Vor 100 Jahren fraß am Hartmannsweilerkopf ein grausames Abschlachten massenweise junges Menschenleben. Anschaulich schilderte der französische Deutschlehrer Edmond Ludwig aus dem elsässischen Münstertal die damaligen Schrecken. Er ist mit den Erzählungen aufgewachsen, die in seinem Dorf über den Ersten Weltkrieg heute noch lebendig sind. Mitten durch sein Heimatdorf ging die Frontlinie. Das Morden zerriss buchstäblich den einst beschaulichen Ort und seine Menschen in grausamer Weise mitten entzwei.

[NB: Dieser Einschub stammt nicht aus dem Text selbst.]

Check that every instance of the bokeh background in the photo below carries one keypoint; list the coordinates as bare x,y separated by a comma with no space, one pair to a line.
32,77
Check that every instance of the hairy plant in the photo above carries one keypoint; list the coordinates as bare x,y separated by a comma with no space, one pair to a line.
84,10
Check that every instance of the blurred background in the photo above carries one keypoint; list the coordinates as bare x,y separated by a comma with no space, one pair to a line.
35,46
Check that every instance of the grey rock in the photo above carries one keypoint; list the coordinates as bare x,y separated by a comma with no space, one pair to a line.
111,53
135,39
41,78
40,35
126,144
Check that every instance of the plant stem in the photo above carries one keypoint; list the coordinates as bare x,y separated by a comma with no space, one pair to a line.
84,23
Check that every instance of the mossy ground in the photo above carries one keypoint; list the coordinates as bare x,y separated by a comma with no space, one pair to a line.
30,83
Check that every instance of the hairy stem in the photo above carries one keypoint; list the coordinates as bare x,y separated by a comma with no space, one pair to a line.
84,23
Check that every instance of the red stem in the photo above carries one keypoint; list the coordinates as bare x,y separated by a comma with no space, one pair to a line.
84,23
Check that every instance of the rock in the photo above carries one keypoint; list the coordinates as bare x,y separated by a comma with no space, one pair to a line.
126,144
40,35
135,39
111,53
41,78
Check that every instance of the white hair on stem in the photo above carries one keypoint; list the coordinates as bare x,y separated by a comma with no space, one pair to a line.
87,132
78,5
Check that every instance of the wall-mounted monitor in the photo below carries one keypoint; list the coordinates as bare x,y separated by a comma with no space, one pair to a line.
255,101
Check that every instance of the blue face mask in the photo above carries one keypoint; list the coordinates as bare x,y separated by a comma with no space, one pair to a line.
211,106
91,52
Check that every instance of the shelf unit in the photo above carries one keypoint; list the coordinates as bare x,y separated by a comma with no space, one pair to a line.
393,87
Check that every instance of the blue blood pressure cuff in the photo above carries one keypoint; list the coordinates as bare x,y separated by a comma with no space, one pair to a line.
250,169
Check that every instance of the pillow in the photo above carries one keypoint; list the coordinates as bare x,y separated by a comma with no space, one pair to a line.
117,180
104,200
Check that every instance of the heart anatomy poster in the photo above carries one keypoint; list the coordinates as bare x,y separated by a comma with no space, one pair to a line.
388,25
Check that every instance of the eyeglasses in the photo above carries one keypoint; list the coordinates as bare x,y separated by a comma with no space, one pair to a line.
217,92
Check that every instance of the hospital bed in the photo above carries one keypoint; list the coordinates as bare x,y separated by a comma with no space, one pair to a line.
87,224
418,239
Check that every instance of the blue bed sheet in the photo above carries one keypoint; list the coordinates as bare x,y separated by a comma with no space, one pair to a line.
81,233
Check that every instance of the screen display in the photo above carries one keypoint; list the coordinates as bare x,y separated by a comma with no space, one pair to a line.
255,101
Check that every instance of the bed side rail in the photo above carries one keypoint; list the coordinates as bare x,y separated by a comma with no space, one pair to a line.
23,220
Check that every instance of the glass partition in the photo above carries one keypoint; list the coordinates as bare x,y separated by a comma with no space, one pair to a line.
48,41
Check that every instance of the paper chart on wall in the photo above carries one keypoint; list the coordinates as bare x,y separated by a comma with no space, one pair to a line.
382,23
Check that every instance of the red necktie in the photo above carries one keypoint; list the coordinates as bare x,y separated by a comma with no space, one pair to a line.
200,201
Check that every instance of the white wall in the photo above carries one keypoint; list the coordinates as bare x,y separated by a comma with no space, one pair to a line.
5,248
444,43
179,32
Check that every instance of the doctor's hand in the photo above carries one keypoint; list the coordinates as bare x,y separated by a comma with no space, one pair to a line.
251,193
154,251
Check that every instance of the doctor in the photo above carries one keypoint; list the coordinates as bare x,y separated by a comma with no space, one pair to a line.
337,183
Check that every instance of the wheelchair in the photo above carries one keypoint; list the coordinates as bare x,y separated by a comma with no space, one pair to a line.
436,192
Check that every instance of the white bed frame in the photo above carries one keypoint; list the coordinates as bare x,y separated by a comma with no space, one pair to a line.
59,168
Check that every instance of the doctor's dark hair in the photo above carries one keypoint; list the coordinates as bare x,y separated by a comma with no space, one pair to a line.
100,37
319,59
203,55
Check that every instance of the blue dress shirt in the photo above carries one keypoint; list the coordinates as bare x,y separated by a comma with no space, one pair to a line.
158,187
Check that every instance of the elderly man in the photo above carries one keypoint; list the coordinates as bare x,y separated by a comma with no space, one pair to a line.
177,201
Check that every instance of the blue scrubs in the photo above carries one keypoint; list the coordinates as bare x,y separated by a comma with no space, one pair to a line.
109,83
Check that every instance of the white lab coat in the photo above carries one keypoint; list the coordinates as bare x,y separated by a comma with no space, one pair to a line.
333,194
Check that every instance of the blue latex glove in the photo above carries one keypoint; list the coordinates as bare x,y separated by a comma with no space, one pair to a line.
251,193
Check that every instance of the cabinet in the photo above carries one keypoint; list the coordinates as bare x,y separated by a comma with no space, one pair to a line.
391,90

Der Autor Ed Borsboom aus den Niederlanden hat die Biographie des Esperanto-Lehrers Andreo Cseh geschrieben. Dieser hatte, modern für damals, gemeinsame Sprachkurse in direkter Methode für Menschen unterschiedlicher Muttersprachen gehalten. Während des Ersten Weltkriegs aber mussten alle Esperanto-Kurse Zwangspause einlegen.

Doch der Erfindungsgeist der Esperanto-Bewegung war nicht zu bremsen. Es waren Esperantosprecher der neutralen Schweiz, die einen Briefvermittlungsdienst zwischen Soldaten und ihren Angehörigen aus beiden verfeindeten Kriegslagern aufbauten. Diese praktische Hilfe in der Kriegsnot stellte die Lebenskraft der jungen "internationalen Sprache" und ihrer Sprechergemeinschaft unter Beweis.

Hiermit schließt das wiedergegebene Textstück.